Menu Close

Stargazey Pie – Rick White

I bake the pie every year on your birthday, yes it seems a strange thing to do; but we were always strange, and strangeness is a thing worth carrying. I cut the tails off the pilchards and stand them in the dish, eggs and potatoes next. The fish are firm and fresh, loaded off the dock this morning. The eyes, shiny and bright. I drape the pastry over them, cut holes for the heads. Bake.

Your bedroom door was locked from the outside, but you learned to pick the window-latch from within. I’d wait below to catch you when you dropped. We’d walk to the harbour, sometimes out to the estuary where on cold, clear nights all the constellations were visible. You told me Pegasus was your favourite: the great, winged horse galloping across the night sky, foaled from the neck of Medusa as she lay dying, slain by Perseus. I still don’t know how you knew that.

At Christmas we’d go to see the harbour lights, disappear into the crowd with a stolen bottle of vodka. All the old fishermen with their wrinkled, leathery faces and rough, barnacled knuckles like your dad, too drunk to notice us. We’d walk to the edge of the town and share our secrets with the gulls — the chattering, indifferent throng. Said one day we’d disappear, set sail and never look back.

I still search for Pegasus in the night sky, and I ask myself the same question over and over: how did you sneak back into your room?

They found you in the harbour, wrapped in a trawler’s net. Said you might’ve drifted for days, only to end up right back where you started. I saw them pull you from the spray, saw you green and draped in seaweed. Heard the gulls sing a shanty as they covered you up.

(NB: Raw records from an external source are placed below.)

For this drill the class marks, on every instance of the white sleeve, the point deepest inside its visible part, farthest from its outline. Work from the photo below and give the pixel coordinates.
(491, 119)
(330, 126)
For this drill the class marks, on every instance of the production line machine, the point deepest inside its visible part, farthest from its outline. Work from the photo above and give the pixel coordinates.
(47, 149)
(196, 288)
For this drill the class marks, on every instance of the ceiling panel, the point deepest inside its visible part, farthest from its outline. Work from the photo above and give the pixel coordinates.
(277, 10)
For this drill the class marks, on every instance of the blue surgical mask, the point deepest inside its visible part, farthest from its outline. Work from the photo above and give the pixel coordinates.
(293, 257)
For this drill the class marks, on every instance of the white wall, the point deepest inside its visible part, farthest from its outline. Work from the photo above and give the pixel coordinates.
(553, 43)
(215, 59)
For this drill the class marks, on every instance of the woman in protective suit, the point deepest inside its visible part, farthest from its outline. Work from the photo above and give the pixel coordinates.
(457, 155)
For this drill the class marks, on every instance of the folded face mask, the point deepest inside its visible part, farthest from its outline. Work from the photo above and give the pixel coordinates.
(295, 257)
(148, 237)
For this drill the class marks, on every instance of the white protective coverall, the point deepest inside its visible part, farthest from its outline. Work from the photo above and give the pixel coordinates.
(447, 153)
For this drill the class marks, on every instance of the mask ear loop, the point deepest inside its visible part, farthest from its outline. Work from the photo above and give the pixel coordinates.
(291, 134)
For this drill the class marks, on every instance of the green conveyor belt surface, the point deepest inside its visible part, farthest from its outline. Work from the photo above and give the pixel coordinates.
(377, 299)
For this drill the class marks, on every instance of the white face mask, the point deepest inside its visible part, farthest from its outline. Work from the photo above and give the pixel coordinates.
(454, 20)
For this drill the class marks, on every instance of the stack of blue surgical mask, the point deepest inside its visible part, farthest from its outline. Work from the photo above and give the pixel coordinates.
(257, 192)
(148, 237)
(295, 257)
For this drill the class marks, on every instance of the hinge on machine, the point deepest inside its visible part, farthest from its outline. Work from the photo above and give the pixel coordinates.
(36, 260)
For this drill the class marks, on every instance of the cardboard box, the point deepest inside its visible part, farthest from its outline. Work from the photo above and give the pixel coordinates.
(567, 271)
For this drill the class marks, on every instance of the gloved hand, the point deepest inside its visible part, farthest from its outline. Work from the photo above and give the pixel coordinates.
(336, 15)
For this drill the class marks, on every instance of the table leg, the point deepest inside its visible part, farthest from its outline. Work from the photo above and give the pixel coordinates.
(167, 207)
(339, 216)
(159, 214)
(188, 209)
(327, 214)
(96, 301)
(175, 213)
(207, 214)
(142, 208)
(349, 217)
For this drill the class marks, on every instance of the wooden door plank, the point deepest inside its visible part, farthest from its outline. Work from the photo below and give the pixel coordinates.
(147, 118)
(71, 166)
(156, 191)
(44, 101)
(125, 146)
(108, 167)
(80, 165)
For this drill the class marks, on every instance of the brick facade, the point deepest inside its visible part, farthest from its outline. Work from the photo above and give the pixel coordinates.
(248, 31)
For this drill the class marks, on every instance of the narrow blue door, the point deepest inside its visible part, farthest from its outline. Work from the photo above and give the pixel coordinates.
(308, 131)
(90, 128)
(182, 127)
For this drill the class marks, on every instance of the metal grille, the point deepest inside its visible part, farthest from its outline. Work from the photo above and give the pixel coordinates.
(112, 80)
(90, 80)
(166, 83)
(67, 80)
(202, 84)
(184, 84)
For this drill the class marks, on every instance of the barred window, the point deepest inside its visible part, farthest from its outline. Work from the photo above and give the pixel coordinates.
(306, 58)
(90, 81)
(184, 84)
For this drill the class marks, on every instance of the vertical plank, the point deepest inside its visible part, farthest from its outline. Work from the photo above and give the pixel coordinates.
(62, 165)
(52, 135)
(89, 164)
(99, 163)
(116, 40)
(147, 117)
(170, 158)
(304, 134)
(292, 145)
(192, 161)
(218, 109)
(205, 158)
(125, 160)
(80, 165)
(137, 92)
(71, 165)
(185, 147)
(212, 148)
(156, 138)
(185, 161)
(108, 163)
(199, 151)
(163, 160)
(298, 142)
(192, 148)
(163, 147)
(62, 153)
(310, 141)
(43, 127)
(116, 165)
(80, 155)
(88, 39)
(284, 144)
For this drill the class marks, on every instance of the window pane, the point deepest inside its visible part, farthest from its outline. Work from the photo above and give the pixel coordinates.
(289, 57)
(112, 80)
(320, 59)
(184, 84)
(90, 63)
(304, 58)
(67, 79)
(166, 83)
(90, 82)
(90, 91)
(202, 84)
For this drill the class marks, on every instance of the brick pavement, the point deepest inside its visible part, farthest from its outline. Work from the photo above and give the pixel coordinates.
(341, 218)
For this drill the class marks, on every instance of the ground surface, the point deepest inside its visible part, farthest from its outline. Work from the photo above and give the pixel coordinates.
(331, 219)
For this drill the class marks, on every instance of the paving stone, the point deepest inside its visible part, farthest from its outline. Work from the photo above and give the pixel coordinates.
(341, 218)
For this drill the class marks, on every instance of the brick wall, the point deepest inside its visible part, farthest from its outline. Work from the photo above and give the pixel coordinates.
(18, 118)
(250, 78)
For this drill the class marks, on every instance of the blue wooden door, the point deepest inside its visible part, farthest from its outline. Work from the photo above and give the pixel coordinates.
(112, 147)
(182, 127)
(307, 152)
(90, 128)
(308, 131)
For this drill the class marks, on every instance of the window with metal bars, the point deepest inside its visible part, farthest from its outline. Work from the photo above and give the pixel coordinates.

I said I hadn’t seen you, but I did look. Now the fish look up to the heavens, and maybe you’ll see their eyes twinkle down below. Sometimes I go missing too. I take a bottle with me and dream of sinking into the heedless memory of the sea. When I get home, I half expect you to’ve picked my lock, and be there waiting for me in my kitchen. But there is only ever the smell of fish gone bad, and eyes that no longer shine.